和歌山県を主に指す言葉は幾つかあり「紀伊」「紀州」はその代表格と言えます。
それに類した言葉として「南紀」や「紀の国」も挙げる事ができるでしょう。
この記事では、「紀伊」と「紀州」の違いを分かりやすく説明していきます。
「紀伊」とは?
「紀伊」とは奈良時代の713年にはじめて制定された言葉です。
同年の5月に畿内と七道諸国の郡・郷の名を雅字2文字にて名付ける勅令が出た時に「紀伊」は歴史的には初めて登場しています。
元々は「紀の国」と呼ばれていましたが律令制以前は現在の南紀部分を占める牟婁郡は含まれていませんでした。
「紀州」とは?
「紀州」とは「紀伊国」の別称だと言っていいでしょう。
あたまにつく紀の文字は紀の国由来のもとであり、州は地域、国を指す言葉です。
しかし成立についての詳細はあまり知られていません。
1580年代の豊臣秀吉の「紀州」征伐で言葉は使われています。
「紀伊」と「紀州」の違い
「紀伊」は歴史上では令制国の1つ「紀伊」国とその地域を指す場合が多いと言えます。
「紀州」はほぼ地域的に同じ場所を指すため、いわゆる別称と捉えていいでしょう。
「紀伊」は長らく国人衆や寺社勢力の割拠状態が戦国時代以前から続いたため国としてではなく「紀州」と呼ばれる別称が浸透していったのではないかとも考えられています。
「紀伊」の使用例
・『旧国名として利用される場合』
明治以降の大日本帝国海軍の戦艦には旧国名をつけるのが慣例とされ「紀伊」も同様にその名前を歴史に残しています。
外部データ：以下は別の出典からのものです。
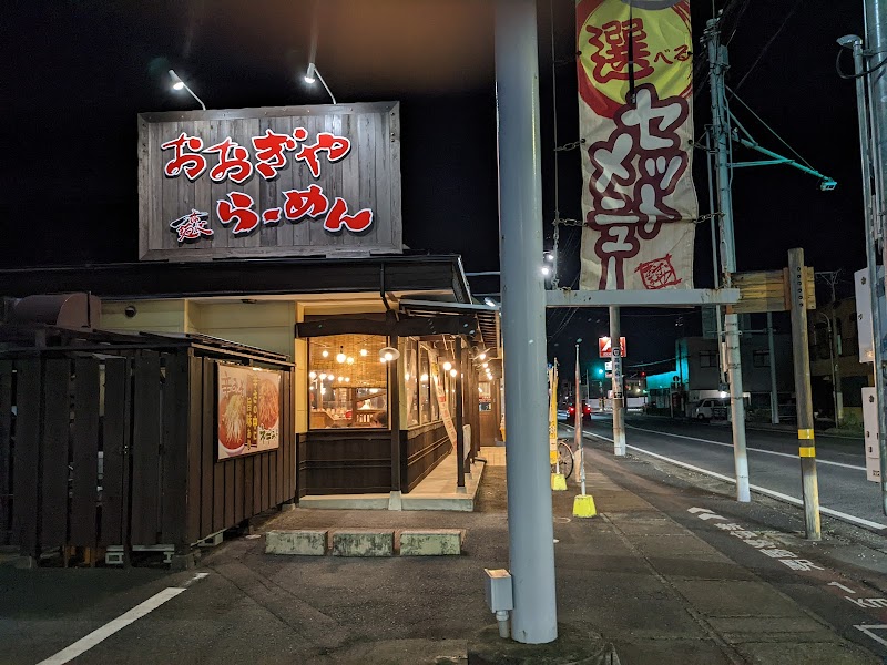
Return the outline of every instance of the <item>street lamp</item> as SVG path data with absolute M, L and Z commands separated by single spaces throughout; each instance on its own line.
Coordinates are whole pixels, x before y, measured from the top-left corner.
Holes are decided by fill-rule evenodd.
M 314 64 L 314 62 L 309 62 L 308 71 L 305 72 L 305 83 L 314 85 L 318 79 L 320 80 L 320 83 L 323 83 L 326 93 L 329 95 L 329 99 L 333 100 L 333 103 L 338 104 L 336 98 L 333 95 L 333 92 L 329 90 L 329 85 L 326 84 L 326 81 L 324 81 L 324 78 L 320 75 L 320 70 L 317 69 L 317 65 Z
M 176 74 L 174 70 L 170 70 L 170 80 L 173 82 L 172 85 L 173 90 L 175 91 L 187 90 L 188 94 L 191 94 L 191 96 L 197 100 L 197 103 L 201 105 L 201 109 L 206 111 L 206 104 L 203 103 L 203 100 L 198 98 L 196 94 L 194 94 L 194 91 L 187 86 L 187 83 L 185 83 L 184 81 L 182 81 L 182 79 L 179 78 L 179 74 Z

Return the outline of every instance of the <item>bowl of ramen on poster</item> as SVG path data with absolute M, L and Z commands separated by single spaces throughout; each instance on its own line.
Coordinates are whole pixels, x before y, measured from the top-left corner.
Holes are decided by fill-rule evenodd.
M 216 365 L 218 459 L 265 452 L 281 444 L 281 372 Z

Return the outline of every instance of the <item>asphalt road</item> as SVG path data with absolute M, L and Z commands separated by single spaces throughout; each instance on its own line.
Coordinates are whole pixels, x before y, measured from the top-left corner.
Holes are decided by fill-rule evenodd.
M 609 415 L 592 415 L 584 427 L 588 433 L 612 440 L 612 418 Z M 625 440 L 633 452 L 653 453 L 696 470 L 735 478 L 730 427 L 629 416 Z M 772 494 L 801 500 L 801 466 L 795 436 L 750 429 L 746 431 L 746 447 L 753 490 L 761 488 Z M 878 484 L 866 480 L 861 442 L 819 437 L 816 439 L 816 456 L 823 512 L 868 529 L 878 529 L 879 525 L 887 530 Z

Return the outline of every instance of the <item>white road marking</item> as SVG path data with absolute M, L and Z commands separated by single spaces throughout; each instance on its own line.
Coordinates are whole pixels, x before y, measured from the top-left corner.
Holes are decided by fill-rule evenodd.
M 884 646 L 887 646 L 887 640 L 885 640 L 884 637 L 879 637 L 878 635 L 875 635 L 875 633 L 871 632 L 873 630 L 875 631 L 887 630 L 887 624 L 879 624 L 875 626 L 860 625 L 860 626 L 854 626 L 854 628 L 856 628 L 860 633 L 865 633 L 866 635 L 871 637 L 875 642 L 879 642 Z
M 609 441 L 610 443 L 613 442 L 612 439 L 610 439 L 609 437 L 604 437 L 603 434 L 585 432 L 584 436 L 595 437 L 598 439 Z M 696 471 L 697 473 L 704 473 L 705 475 L 711 475 L 712 478 L 717 478 L 718 480 L 724 480 L 726 482 L 732 482 L 734 484 L 736 483 L 735 478 L 731 478 L 730 475 L 724 475 L 723 473 L 717 473 L 715 471 L 708 471 L 707 469 L 702 469 L 700 467 L 694 467 L 693 464 L 687 464 L 686 462 L 682 462 L 680 460 L 665 457 L 664 454 L 659 454 L 650 450 L 644 450 L 643 448 L 638 448 L 636 446 L 625 446 L 625 448 L 636 450 L 638 452 L 643 452 L 644 454 L 649 454 L 650 457 L 657 458 L 671 464 L 676 464 L 677 467 L 683 467 L 684 469 L 690 469 L 691 471 Z M 762 488 L 761 485 L 753 485 L 753 484 L 750 484 L 748 488 L 754 490 L 755 492 L 758 492 L 759 494 L 766 494 L 767 497 L 773 497 L 774 499 L 778 499 L 781 501 L 785 501 L 794 505 L 802 505 L 802 507 L 804 505 L 804 502 L 801 499 L 795 499 L 794 497 L 789 497 L 788 494 L 783 494 L 782 492 L 777 492 L 776 490 L 768 490 L 767 488 Z M 832 515 L 833 518 L 838 518 L 846 522 L 852 522 L 854 524 L 865 526 L 867 529 L 876 529 L 879 531 L 887 529 L 887 524 L 881 524 L 879 522 L 873 522 L 870 520 L 857 518 L 856 515 L 850 515 L 845 512 L 840 512 L 839 510 L 833 510 L 824 505 L 819 505 L 819 512 L 826 515 Z
M 661 432 L 659 430 L 645 429 L 643 427 L 635 427 L 633 424 L 626 424 L 625 428 L 626 429 L 634 429 L 634 430 L 638 430 L 639 432 L 649 432 L 651 434 L 662 434 L 663 437 L 672 437 L 674 439 L 686 439 L 689 441 L 700 441 L 702 443 L 712 443 L 714 446 L 723 446 L 724 448 L 733 448 L 733 443 L 724 443 L 723 441 L 712 441 L 711 439 L 700 439 L 699 437 L 686 437 L 684 434 L 673 434 L 671 432 Z M 796 454 L 791 454 L 791 453 L 787 453 L 787 452 L 776 452 L 775 450 L 764 450 L 763 448 L 746 448 L 746 450 L 752 451 L 752 452 L 763 452 L 765 454 L 775 454 L 775 456 L 778 456 L 778 457 L 787 457 L 787 458 L 791 458 L 793 460 L 799 459 L 798 456 L 796 456 Z M 816 463 L 817 464 L 828 464 L 830 467 L 843 467 L 844 469 L 854 469 L 856 471 L 865 471 L 866 470 L 865 467 L 858 467 L 856 464 L 845 464 L 844 462 L 832 462 L 829 460 L 824 460 L 823 458 L 818 458 L 818 457 L 816 458 Z
M 74 642 L 71 646 L 68 646 L 60 651 L 59 653 L 50 656 L 44 661 L 40 661 L 37 665 L 64 665 L 65 663 L 70 663 L 79 655 L 88 652 L 93 646 L 108 640 L 111 635 L 125 628 L 131 623 L 139 621 L 146 614 L 150 614 L 165 602 L 171 601 L 180 593 L 183 593 L 187 590 L 187 586 L 193 584 L 194 582 L 200 582 L 204 577 L 206 577 L 210 573 L 197 573 L 191 580 L 185 582 L 182 586 L 169 586 L 161 591 L 160 593 L 154 594 L 145 602 L 137 604 L 135 607 L 130 610 L 129 612 L 124 612 L 115 620 L 104 624 L 102 627 L 94 630 L 92 633 L 86 635 L 85 637 L 81 637 L 77 642 Z
M 846 591 L 847 593 L 856 593 L 853 589 L 850 589 L 849 586 L 844 586 L 844 584 L 840 584 L 839 582 L 829 582 L 828 586 L 837 586 L 838 589 L 840 589 L 842 591 Z

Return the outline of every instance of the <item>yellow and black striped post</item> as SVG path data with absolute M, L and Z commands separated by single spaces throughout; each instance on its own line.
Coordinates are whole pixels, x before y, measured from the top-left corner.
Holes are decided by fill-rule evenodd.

しかし江戸時代の幕藩体制では「紀州」藩として呼ばれる事が多いのは興味深いところだと言えるでしょう。
・『地域を示す言葉として使われる場合』
国名と同時に特定の地域を呼称する場合にも多く使われているのが特徴。
紀伊勝浦や紀伊長島など地名にもその名を刻んでいます。
「紀伊」半島としての「紀伊」地域は広大です。
三重県の南勢・志摩・東紀州地域・奈良県の五條・吉野・和歌山県の全域を半島振興法では指定。
滋賀県南部や京都府南部を含める説もあるほどです。
「紀州」の使用例
・『江戸時代の大都市「紀州」和歌山』
「紀州」と表現した場合、後ろに掛かる言葉の代表例として挙げられるのは和歌山でしょう。
紀州和歌山は江戸時代では全国でも十指に挙げられるほど繁栄した街でした。
八代将軍徳川吉宗を輩出した徳川家も「紀州」名義が使われました。
・『和歌山県を代表する果物「紀州」みかん』
15世紀?16世紀頃に「紀州」有田で一大産業となった事から、ミカンにその名前がつけられています。
また和歌山県特産の南高梅にも「紀州」の名前がつけられており、地域の特産品に現在では「紀州」をつける場合が圧倒的と言えるでしょう。
まとめ
「紀の国」を漢字二文字に当てはめたのが「紀伊」であり、勅令により成立しました。
「紀州」は「紀の国」「紀伊」の別称として同じ意味合いを持ちます。
現代では「紀伊」は単なる地域を示す際に使われる事が多いのに対して「紀州」はブランド化傾向が見られました。
「紀州」徳川家、江戸時代の大都市「紀州」和歌山にちなんで特産品にその名前を見る事が多いはずです。